The EDPB draft scientific research Guidelines are particularly important because they clarify the GDPR conditions under which RWR can use personal data for scientific research, including secondary use, broad consent, further processing, safeguards and accountability [2]. This makes them a critical companion to EHDS implementation rather than a separate data-protection issue.

The practical message is that RWE strategy in Europe can no longer sit only within epidemiology, medical affairs or health economics. It needs to be integrated across regulatory, HTA, data privacy, AI governance, clinical development, pharmacovigilance, market access and digital health.

Conclusion

Europe is building a more connected health data and innovation ecosystem.

The AI Act, EHDS, GDPR, EDPB scientific research guidance, HTA Regulation, pharmaceutical reform and proposed Biotech Act do not all regulate the same thing. However, they increasingly intersect around the same strategic objective: enabling health innovation and data use while maintaining trust, safety, transparency and evidence quality.

For real-world research, this is a defining moment.

RWE is becoming more important, but also more regulated. Data access may improve, but governance expectations will increase. AI may create new analytical opportunities, but model accountability will become more important. HTA and regulatory evidence needs will increasingly need to be planned together.

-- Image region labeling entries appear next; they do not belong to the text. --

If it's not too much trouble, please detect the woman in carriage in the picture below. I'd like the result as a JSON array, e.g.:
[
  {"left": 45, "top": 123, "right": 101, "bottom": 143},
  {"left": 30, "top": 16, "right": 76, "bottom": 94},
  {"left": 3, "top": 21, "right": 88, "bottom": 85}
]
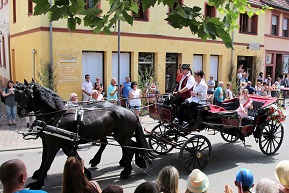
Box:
[{"left": 237, "top": 89, "right": 253, "bottom": 124}]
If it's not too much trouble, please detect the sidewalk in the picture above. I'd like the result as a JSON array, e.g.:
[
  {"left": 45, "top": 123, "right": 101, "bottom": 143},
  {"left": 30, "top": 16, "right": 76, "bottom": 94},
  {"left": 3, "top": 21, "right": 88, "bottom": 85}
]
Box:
[{"left": 0, "top": 104, "right": 42, "bottom": 152}]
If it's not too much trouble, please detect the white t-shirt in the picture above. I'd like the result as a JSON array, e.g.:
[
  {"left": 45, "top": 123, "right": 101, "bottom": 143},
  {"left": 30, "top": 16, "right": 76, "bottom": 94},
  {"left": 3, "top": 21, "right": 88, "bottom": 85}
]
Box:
[
  {"left": 178, "top": 73, "right": 195, "bottom": 91},
  {"left": 82, "top": 81, "right": 93, "bottom": 93},
  {"left": 225, "top": 88, "right": 233, "bottom": 99},
  {"left": 188, "top": 81, "right": 208, "bottom": 104},
  {"left": 129, "top": 89, "right": 141, "bottom": 106}
]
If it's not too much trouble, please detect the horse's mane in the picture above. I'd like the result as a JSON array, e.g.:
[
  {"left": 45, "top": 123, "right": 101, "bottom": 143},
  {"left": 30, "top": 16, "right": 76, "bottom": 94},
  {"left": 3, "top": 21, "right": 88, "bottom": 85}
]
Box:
[{"left": 34, "top": 84, "right": 65, "bottom": 110}]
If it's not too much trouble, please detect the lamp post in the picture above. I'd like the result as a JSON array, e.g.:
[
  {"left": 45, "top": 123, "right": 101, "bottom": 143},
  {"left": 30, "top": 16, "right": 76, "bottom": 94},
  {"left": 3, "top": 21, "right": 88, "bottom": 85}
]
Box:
[{"left": 117, "top": 19, "right": 120, "bottom": 103}]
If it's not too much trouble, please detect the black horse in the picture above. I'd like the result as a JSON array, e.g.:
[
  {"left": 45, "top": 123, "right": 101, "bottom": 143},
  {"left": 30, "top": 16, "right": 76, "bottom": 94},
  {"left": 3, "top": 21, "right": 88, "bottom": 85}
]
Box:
[{"left": 15, "top": 80, "right": 152, "bottom": 189}]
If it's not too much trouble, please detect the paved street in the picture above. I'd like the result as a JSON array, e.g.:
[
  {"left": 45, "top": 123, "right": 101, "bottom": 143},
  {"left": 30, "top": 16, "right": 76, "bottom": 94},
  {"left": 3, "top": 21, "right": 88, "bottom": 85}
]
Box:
[{"left": 0, "top": 107, "right": 289, "bottom": 193}]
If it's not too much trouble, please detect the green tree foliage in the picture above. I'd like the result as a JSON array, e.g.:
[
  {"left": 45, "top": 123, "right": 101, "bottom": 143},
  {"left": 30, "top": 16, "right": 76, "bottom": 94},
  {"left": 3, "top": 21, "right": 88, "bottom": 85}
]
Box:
[{"left": 32, "top": 0, "right": 266, "bottom": 48}]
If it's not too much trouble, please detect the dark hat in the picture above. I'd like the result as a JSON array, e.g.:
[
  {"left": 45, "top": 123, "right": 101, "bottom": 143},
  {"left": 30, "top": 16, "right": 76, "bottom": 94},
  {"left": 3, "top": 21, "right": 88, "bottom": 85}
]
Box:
[
  {"left": 194, "top": 70, "right": 205, "bottom": 77},
  {"left": 182, "top": 64, "right": 191, "bottom": 69}
]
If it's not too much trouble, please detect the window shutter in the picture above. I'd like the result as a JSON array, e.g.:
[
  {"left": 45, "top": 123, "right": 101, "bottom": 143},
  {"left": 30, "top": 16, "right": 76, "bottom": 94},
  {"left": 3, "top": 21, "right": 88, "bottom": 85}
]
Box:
[
  {"left": 272, "top": 16, "right": 277, "bottom": 25},
  {"left": 283, "top": 19, "right": 288, "bottom": 30}
]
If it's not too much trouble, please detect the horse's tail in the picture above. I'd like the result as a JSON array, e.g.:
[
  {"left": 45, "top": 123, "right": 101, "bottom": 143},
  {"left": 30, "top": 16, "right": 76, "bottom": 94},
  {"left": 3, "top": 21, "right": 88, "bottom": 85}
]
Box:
[{"left": 135, "top": 121, "right": 154, "bottom": 166}]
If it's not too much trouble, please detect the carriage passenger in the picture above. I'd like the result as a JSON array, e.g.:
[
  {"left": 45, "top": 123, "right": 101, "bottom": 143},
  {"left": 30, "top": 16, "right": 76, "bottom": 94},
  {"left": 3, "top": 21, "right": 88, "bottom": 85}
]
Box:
[
  {"left": 171, "top": 64, "right": 195, "bottom": 109},
  {"left": 129, "top": 81, "right": 142, "bottom": 116},
  {"left": 237, "top": 89, "right": 253, "bottom": 124},
  {"left": 174, "top": 70, "right": 208, "bottom": 127}
]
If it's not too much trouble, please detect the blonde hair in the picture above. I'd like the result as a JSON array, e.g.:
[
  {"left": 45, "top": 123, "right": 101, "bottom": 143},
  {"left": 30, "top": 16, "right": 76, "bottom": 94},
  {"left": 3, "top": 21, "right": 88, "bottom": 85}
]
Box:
[{"left": 156, "top": 166, "right": 179, "bottom": 193}]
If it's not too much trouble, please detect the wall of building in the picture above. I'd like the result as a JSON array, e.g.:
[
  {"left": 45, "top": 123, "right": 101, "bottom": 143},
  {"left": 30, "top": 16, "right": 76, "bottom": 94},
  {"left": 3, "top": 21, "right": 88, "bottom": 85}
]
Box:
[{"left": 0, "top": 1, "right": 10, "bottom": 86}]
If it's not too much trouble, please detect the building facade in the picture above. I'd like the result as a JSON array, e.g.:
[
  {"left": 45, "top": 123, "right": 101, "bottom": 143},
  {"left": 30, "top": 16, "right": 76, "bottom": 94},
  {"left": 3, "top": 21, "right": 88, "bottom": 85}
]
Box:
[
  {"left": 264, "top": 0, "right": 289, "bottom": 80},
  {"left": 0, "top": 0, "right": 11, "bottom": 86},
  {"left": 9, "top": 0, "right": 265, "bottom": 99}
]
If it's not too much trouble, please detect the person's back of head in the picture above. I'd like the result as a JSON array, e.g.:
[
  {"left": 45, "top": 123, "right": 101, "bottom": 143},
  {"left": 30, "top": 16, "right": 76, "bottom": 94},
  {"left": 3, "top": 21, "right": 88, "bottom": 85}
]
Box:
[
  {"left": 235, "top": 168, "right": 254, "bottom": 191},
  {"left": 134, "top": 182, "right": 160, "bottom": 193},
  {"left": 186, "top": 169, "right": 209, "bottom": 193},
  {"left": 275, "top": 160, "right": 289, "bottom": 190},
  {"left": 102, "top": 184, "right": 123, "bottom": 193},
  {"left": 0, "top": 159, "right": 27, "bottom": 192},
  {"left": 62, "top": 157, "right": 97, "bottom": 193},
  {"left": 256, "top": 178, "right": 279, "bottom": 193},
  {"left": 157, "top": 166, "right": 179, "bottom": 193}
]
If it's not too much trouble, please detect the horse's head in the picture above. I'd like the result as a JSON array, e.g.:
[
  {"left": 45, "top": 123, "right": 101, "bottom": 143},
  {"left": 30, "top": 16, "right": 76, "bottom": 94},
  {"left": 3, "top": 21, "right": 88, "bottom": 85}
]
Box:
[{"left": 14, "top": 80, "right": 34, "bottom": 117}]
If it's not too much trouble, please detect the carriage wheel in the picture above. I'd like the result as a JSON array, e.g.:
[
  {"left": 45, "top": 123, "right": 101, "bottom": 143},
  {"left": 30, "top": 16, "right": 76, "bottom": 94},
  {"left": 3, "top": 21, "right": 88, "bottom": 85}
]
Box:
[
  {"left": 259, "top": 120, "right": 284, "bottom": 155},
  {"left": 220, "top": 131, "right": 239, "bottom": 143},
  {"left": 148, "top": 123, "right": 175, "bottom": 155},
  {"left": 179, "top": 135, "right": 212, "bottom": 171}
]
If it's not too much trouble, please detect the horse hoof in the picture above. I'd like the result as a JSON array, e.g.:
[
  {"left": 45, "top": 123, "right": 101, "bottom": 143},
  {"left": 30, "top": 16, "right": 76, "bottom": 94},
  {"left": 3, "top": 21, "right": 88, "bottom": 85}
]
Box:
[
  {"left": 135, "top": 158, "right": 147, "bottom": 168},
  {"left": 119, "top": 160, "right": 127, "bottom": 167},
  {"left": 32, "top": 170, "right": 41, "bottom": 180},
  {"left": 89, "top": 159, "right": 100, "bottom": 167},
  {"left": 26, "top": 181, "right": 44, "bottom": 190},
  {"left": 84, "top": 168, "right": 91, "bottom": 180}
]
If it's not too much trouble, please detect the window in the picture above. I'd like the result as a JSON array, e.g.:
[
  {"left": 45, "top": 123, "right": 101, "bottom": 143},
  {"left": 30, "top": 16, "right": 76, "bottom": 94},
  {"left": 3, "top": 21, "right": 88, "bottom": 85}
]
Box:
[
  {"left": 169, "top": 0, "right": 183, "bottom": 13},
  {"left": 193, "top": 54, "right": 203, "bottom": 71},
  {"left": 0, "top": 42, "right": 2, "bottom": 66},
  {"left": 271, "top": 15, "right": 279, "bottom": 35},
  {"left": 2, "top": 36, "right": 6, "bottom": 67},
  {"left": 205, "top": 3, "right": 216, "bottom": 18},
  {"left": 283, "top": 18, "right": 288, "bottom": 37},
  {"left": 13, "top": 0, "right": 16, "bottom": 23},
  {"left": 28, "top": 0, "right": 33, "bottom": 15},
  {"left": 210, "top": 55, "right": 219, "bottom": 81},
  {"left": 138, "top": 52, "right": 154, "bottom": 78},
  {"left": 240, "top": 14, "right": 258, "bottom": 34},
  {"left": 83, "top": 0, "right": 95, "bottom": 9},
  {"left": 133, "top": 0, "right": 148, "bottom": 20}
]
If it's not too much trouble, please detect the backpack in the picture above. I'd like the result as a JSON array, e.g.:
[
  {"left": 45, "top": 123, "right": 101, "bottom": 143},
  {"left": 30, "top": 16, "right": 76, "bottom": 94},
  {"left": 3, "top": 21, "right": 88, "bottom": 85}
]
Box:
[{"left": 1, "top": 89, "right": 6, "bottom": 104}]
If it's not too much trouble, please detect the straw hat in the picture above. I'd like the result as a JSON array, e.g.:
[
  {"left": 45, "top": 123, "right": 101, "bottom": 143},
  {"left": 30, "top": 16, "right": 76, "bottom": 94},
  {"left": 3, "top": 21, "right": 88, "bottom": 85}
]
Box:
[
  {"left": 275, "top": 160, "right": 289, "bottom": 189},
  {"left": 187, "top": 169, "right": 209, "bottom": 193}
]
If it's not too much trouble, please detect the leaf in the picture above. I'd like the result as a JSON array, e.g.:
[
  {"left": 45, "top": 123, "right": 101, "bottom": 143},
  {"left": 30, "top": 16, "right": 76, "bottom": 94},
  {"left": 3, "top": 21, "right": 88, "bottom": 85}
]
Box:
[
  {"left": 32, "top": 0, "right": 50, "bottom": 15},
  {"left": 130, "top": 2, "right": 138, "bottom": 13},
  {"left": 163, "top": 0, "right": 179, "bottom": 8},
  {"left": 140, "top": 0, "right": 157, "bottom": 11},
  {"left": 54, "top": 0, "right": 69, "bottom": 6},
  {"left": 121, "top": 10, "right": 133, "bottom": 25}
]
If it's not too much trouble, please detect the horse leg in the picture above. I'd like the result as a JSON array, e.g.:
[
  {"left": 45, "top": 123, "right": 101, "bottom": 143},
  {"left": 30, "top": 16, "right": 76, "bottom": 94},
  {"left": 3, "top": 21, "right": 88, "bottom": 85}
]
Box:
[
  {"left": 131, "top": 140, "right": 146, "bottom": 168},
  {"left": 27, "top": 146, "right": 60, "bottom": 190},
  {"left": 89, "top": 138, "right": 108, "bottom": 167},
  {"left": 32, "top": 136, "right": 47, "bottom": 179},
  {"left": 120, "top": 139, "right": 134, "bottom": 179}
]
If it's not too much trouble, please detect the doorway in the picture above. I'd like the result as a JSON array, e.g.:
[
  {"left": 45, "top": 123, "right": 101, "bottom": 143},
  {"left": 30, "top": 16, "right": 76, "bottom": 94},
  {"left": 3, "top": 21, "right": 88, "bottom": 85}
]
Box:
[{"left": 237, "top": 56, "right": 255, "bottom": 81}]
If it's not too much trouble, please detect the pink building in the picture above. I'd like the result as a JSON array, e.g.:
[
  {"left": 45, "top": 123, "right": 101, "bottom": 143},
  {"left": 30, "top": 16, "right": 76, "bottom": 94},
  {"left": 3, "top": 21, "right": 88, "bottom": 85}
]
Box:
[{"left": 262, "top": 0, "right": 289, "bottom": 81}]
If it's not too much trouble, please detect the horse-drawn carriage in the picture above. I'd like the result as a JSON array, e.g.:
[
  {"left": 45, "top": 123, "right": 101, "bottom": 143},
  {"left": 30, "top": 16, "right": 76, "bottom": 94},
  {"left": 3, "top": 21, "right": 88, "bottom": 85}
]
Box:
[{"left": 146, "top": 96, "right": 285, "bottom": 170}]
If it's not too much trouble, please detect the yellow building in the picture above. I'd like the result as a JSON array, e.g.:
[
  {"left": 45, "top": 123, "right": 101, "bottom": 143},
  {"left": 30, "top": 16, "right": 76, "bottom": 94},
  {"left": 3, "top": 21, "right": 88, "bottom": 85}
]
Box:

The direction of travel is clear: Future real-world research in Europe will need to be EHDS-ready, GDPR-compliant, EDPB-aware, AI Act-aware, HTA-relevant, regulator-ready and capable of supporting lifecycle evidence generation across the full product pathway.

References

1. European Parliament and Council – Regulation (EU) 2016/679: General Data Protection Regulation (GDPR).
Link: https://eur-lex.europa.eu/eli/reg/2016/679/oj/eng

2. European Data Protection Board – Guidelines 1/2026 on processing of personal data for scientific research purposes. Adopted on 15 April 2026; adopted version for public consultation.
Link: https://www.edpb.europa.eu/system/files/2026-04/edpb_guidelines_202601_scientificresearch_en.pdf

3. European Parliament and Council – Regulation (EU) 2025/327 on the European Health Data Space.
Link: https://eur-lex.europa.eu/eli/reg/2025/327/oj/eng

4. European Parliament and Council – Regulation (EU) 2024/1689 laying down harmonised rules on artificial intelligence (Artificial Intelligence Act).
Link: https://eur-lex.europa.eu/eli/reg/2024/1689/oj/eng

5. European Parliament and Council – Regulation (EU) 2021/2282 on health technology assessment.
Link: https://eur-lex.europa.eu/eli/reg/2021/2282/oj/eng

6. European Commission – Joint Scientific Consultations under the EU HTA Regulation.
Link: https://health.ec.europa.eu/health-technology-assessment/implementation-regulation-health-technology-assessment/joint-scientific-consultations_en

7. European Medicines Agency – Reform of the EU pharmaceutical legislation.
Link: https://www.ema.europa.eu/en/about-us/what-we-do/reform-eu-pharmaceutical-legislation

8. Council of the European Union – The pharma package: new EU rules on medicines.
Link: https://www.consilium.europa.eu/en/policies/pharma-pack/

9. European Commission – Biotechnology: European Biotech Act and supporting documents.
Link: https://health.ec.europa.eu/biotechnology_en

10. European Parliamentary Research Service – European Biotech Act: EU legislation in progress. April 2026.